Die Figur des Maulwurfs ist eine von drei konzeptionellen Tiermetaphern, die sinnbildlich für historische Prozesse stehen. Die anderen zwei sind Hegels Eule der Minerva und Benjamins Engel der Geschichte (oder Angelus Novus), der von Paul Klee als ein tierisch anmutendes Wesen dargestellt wurde. Diese drei Bilder haben ganz offensichtlich etwas gemeinsam: Ihre eigentümliche Form lässt die Frage aufkommen, wie die widersprüchliche Bewegung innerhalb oder hin zur Geschichte verkörpert und dargestellt werden kann. Oxana Timofeeva vergleicht die drei unterschiedlichen Versuche einer Verkörperung und geht dabei der Frage nach, was diese Tiere eigentlich sehen. Welche Sicht haben sie jeweils auf die Welt? Während die Eule der Minerva, die für den Philosophen zum Sinnbild wird, immer zu spät kommt, um etwas zu ändern, und so nur noch nachträglich das interpretieren kann, was bereits geschehen ist, verändert der marxistische 'alte Maulwurf’ den Lauf der Geschichte, ohne ihn vorher zu interpretieren. Warum ist das so? Liegt der Grund dafür nicht darin, dass sie jeweils andere Dinge sehen? Die Eule der Minerva sieht eine Welt, die schon am Ende ist während der Engel der Geschichte auf den Fortschritt in Form von Trümmerhaufen und Ruin blickt. Der Maulwurf wiederum sieht, so könnte man meinen, gar nichts, denn er ist blind. Kann es nicht vielleicht aber trotzdem sein, dass die Wahrheit der Menschheitsgeschichte gerade in der Blindheit dieses kleinen Tieres verborgen liegt?

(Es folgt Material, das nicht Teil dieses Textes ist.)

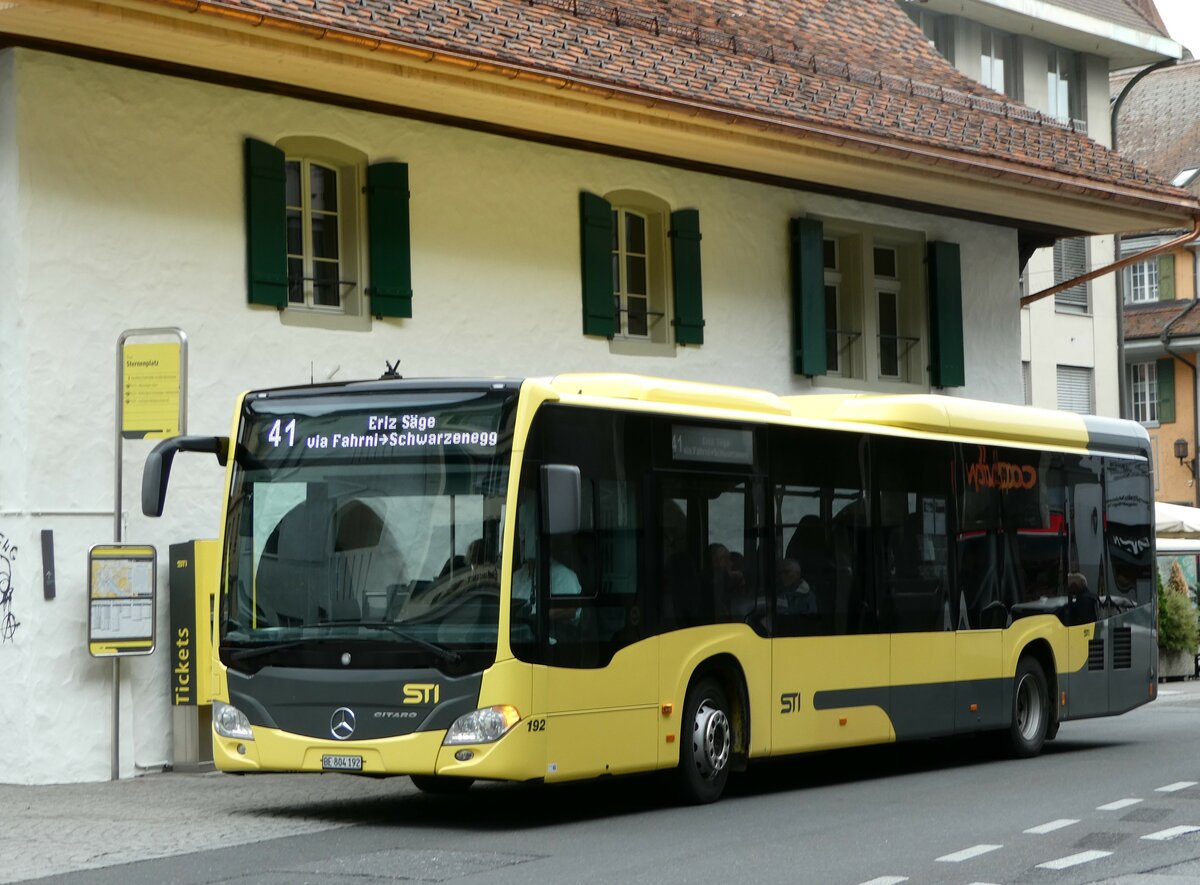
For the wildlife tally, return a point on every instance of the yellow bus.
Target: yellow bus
(588, 575)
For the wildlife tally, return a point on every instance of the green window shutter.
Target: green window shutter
(1167, 277)
(389, 252)
(947, 367)
(809, 338)
(267, 235)
(689, 301)
(595, 247)
(1165, 391)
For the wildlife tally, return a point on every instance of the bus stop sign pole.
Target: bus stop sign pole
(151, 402)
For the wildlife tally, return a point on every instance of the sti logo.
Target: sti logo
(421, 692)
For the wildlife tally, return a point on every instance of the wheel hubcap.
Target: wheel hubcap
(711, 740)
(1029, 708)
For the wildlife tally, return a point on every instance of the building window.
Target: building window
(1144, 392)
(894, 347)
(838, 339)
(873, 319)
(1141, 282)
(939, 29)
(327, 235)
(1071, 262)
(641, 272)
(996, 65)
(1077, 390)
(315, 244)
(1063, 86)
(633, 315)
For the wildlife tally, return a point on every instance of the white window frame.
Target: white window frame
(349, 163)
(835, 357)
(861, 361)
(1141, 282)
(1077, 389)
(1071, 260)
(937, 28)
(1063, 85)
(305, 284)
(658, 339)
(1144, 392)
(989, 41)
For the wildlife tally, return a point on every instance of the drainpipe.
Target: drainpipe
(1117, 265)
(1165, 337)
(1122, 380)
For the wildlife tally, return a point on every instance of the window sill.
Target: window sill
(304, 318)
(633, 347)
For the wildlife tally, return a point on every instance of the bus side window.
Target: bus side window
(913, 477)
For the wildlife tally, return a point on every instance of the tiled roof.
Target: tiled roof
(850, 66)
(1159, 120)
(1139, 14)
(1143, 323)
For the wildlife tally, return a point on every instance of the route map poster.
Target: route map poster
(121, 582)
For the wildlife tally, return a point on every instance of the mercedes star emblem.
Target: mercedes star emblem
(341, 723)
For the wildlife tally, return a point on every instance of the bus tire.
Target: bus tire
(441, 786)
(706, 744)
(1031, 710)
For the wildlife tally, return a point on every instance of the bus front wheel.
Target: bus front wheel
(1031, 710)
(706, 744)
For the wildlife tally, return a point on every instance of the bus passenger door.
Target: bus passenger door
(601, 687)
(912, 479)
(1087, 684)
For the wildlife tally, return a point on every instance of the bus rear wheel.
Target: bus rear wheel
(706, 744)
(441, 786)
(1031, 710)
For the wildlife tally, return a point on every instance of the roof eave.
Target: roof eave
(595, 115)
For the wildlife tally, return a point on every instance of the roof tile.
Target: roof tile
(855, 65)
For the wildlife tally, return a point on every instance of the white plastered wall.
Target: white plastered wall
(1050, 338)
(121, 208)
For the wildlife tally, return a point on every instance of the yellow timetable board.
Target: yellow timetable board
(121, 600)
(150, 390)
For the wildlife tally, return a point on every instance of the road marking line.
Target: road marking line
(1074, 860)
(1119, 805)
(1176, 787)
(1051, 826)
(1164, 835)
(967, 854)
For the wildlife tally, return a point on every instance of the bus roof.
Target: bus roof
(927, 414)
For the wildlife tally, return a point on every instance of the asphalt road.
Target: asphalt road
(1113, 800)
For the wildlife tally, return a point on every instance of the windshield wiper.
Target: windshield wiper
(443, 652)
(245, 654)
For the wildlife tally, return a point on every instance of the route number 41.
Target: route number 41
(275, 435)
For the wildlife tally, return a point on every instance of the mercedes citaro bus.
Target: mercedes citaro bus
(587, 575)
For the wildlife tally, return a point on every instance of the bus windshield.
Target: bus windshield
(364, 531)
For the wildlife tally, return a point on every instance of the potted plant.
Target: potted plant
(1179, 630)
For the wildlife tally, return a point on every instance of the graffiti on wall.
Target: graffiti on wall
(9, 621)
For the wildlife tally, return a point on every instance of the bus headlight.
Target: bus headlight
(231, 722)
(483, 726)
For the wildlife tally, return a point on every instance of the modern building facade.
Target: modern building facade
(802, 197)
(1057, 56)
(1159, 126)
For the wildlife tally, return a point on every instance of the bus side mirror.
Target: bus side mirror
(157, 468)
(559, 499)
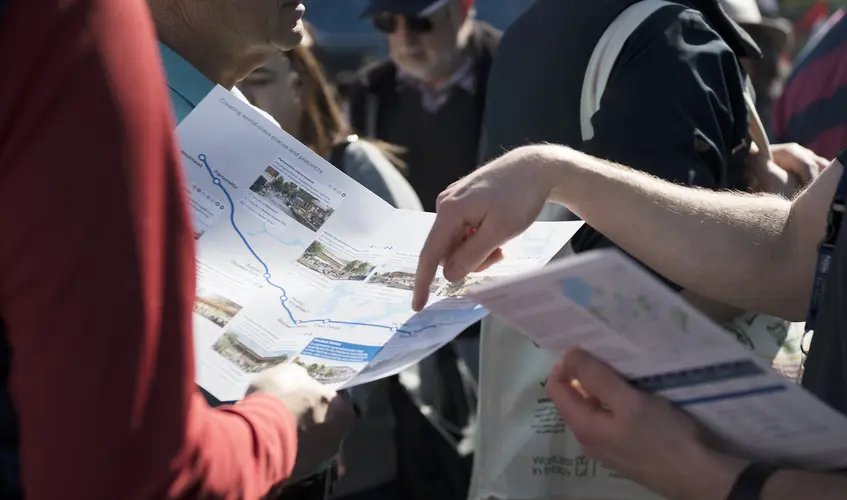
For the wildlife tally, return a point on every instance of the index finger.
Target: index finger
(598, 379)
(438, 244)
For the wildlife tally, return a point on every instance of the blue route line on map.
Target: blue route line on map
(296, 242)
(267, 274)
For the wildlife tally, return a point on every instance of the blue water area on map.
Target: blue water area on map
(336, 350)
(578, 291)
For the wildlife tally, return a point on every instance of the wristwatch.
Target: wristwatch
(751, 481)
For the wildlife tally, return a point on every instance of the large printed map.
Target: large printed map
(297, 263)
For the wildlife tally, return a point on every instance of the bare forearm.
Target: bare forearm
(713, 475)
(730, 247)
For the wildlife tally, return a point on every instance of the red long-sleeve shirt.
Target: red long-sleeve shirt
(97, 273)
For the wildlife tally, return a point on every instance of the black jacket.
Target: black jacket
(378, 80)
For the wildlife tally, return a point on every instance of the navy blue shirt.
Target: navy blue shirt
(673, 106)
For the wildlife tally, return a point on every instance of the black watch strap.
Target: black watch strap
(751, 481)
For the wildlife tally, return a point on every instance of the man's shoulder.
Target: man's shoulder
(374, 75)
(487, 36)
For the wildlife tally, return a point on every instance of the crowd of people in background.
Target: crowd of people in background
(705, 131)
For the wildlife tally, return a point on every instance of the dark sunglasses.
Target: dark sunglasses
(386, 22)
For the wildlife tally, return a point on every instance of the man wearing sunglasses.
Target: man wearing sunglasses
(427, 98)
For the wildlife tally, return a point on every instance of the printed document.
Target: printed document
(297, 263)
(605, 303)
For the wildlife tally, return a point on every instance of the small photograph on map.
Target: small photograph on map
(400, 280)
(214, 307)
(291, 199)
(461, 287)
(327, 374)
(321, 260)
(247, 356)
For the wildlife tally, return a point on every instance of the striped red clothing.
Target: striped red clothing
(811, 108)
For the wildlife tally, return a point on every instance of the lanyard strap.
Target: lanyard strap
(827, 248)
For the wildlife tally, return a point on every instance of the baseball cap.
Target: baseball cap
(746, 14)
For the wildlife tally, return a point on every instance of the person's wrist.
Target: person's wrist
(707, 474)
(551, 167)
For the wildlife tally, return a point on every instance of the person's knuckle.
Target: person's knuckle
(634, 409)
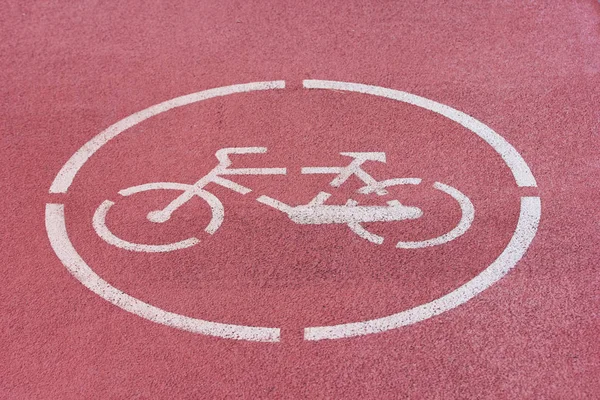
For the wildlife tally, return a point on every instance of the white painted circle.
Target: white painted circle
(524, 233)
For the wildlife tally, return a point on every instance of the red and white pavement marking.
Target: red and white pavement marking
(308, 201)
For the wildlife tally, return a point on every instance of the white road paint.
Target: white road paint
(526, 228)
(59, 239)
(67, 173)
(99, 223)
(57, 233)
(466, 219)
(511, 157)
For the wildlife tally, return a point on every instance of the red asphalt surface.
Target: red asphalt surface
(529, 70)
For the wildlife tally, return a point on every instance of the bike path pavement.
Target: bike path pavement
(492, 108)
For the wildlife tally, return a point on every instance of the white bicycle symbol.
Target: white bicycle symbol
(315, 212)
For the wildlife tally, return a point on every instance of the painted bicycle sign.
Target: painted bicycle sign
(357, 210)
(316, 212)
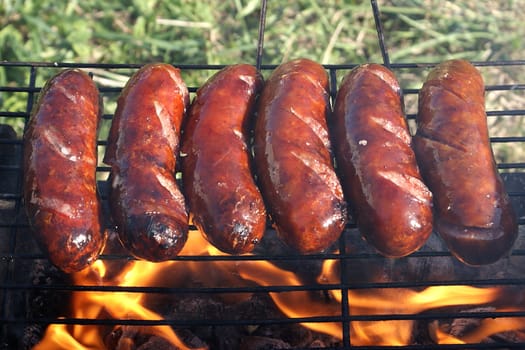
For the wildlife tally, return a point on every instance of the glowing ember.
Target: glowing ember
(324, 308)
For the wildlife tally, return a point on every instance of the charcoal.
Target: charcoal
(262, 343)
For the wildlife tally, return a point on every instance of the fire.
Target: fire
(323, 305)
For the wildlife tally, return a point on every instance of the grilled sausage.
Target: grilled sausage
(225, 203)
(293, 157)
(146, 203)
(474, 215)
(60, 160)
(377, 166)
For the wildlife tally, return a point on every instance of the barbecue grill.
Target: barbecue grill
(26, 279)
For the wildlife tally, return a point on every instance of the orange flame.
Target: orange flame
(294, 304)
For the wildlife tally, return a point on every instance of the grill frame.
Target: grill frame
(9, 285)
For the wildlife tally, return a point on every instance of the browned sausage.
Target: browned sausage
(146, 203)
(377, 165)
(293, 157)
(60, 160)
(473, 212)
(224, 200)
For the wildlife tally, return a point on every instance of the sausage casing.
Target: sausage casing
(474, 215)
(293, 157)
(146, 203)
(224, 201)
(378, 169)
(60, 160)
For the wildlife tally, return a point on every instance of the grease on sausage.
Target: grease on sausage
(146, 203)
(378, 169)
(60, 160)
(293, 157)
(224, 201)
(474, 215)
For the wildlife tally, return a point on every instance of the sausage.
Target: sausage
(146, 203)
(60, 160)
(473, 213)
(293, 157)
(376, 163)
(225, 202)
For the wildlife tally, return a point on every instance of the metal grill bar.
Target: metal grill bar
(10, 286)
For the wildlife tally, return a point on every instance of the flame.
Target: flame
(323, 304)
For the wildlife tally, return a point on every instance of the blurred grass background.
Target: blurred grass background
(225, 32)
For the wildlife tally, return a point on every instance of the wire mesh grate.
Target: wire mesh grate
(19, 250)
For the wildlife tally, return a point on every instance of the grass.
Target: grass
(225, 32)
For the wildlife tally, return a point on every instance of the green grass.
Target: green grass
(225, 32)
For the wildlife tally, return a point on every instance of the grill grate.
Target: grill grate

Wo Tauben sind, fliegen Tauben zu, heißt es in lokalen Dialekten hinsichtlich ökonomischer Vermögensbildung. Umso mehr gilt dies hinsichtlich der politischen Familienverhältnisse, die sich um die Taube herum vermehren – figurative Konstellationen an Kreuzungspunkten von Herrschaft und Eigensinn. Dazu zählen die “Dawgs” and “Bitches” der African American Popkultur wie auch Walter Benjamins Tiger, der zum Sprung unter freiem Himmel ansetzt, bis hin zum braven Maulwurf marxistischer Prägung.
Während Bergleute zu Hochzeiten des Ruhrgebiets so massenhaft Tauben hielten, dass sie als “fliegende Maulwürfe” bezeichnet wurden, erschienen sie nach Verlust ihrer ökonomischen Funktionen später als schmutzige Engel des Fordismus, um heute – wie bei Donna Haraway – als gurrende Stichwortgeber für das Verständnis von Techno-Biomacht zu Beginn des dritten christlichen Jahrtausend ihre Aufwartung zu machen.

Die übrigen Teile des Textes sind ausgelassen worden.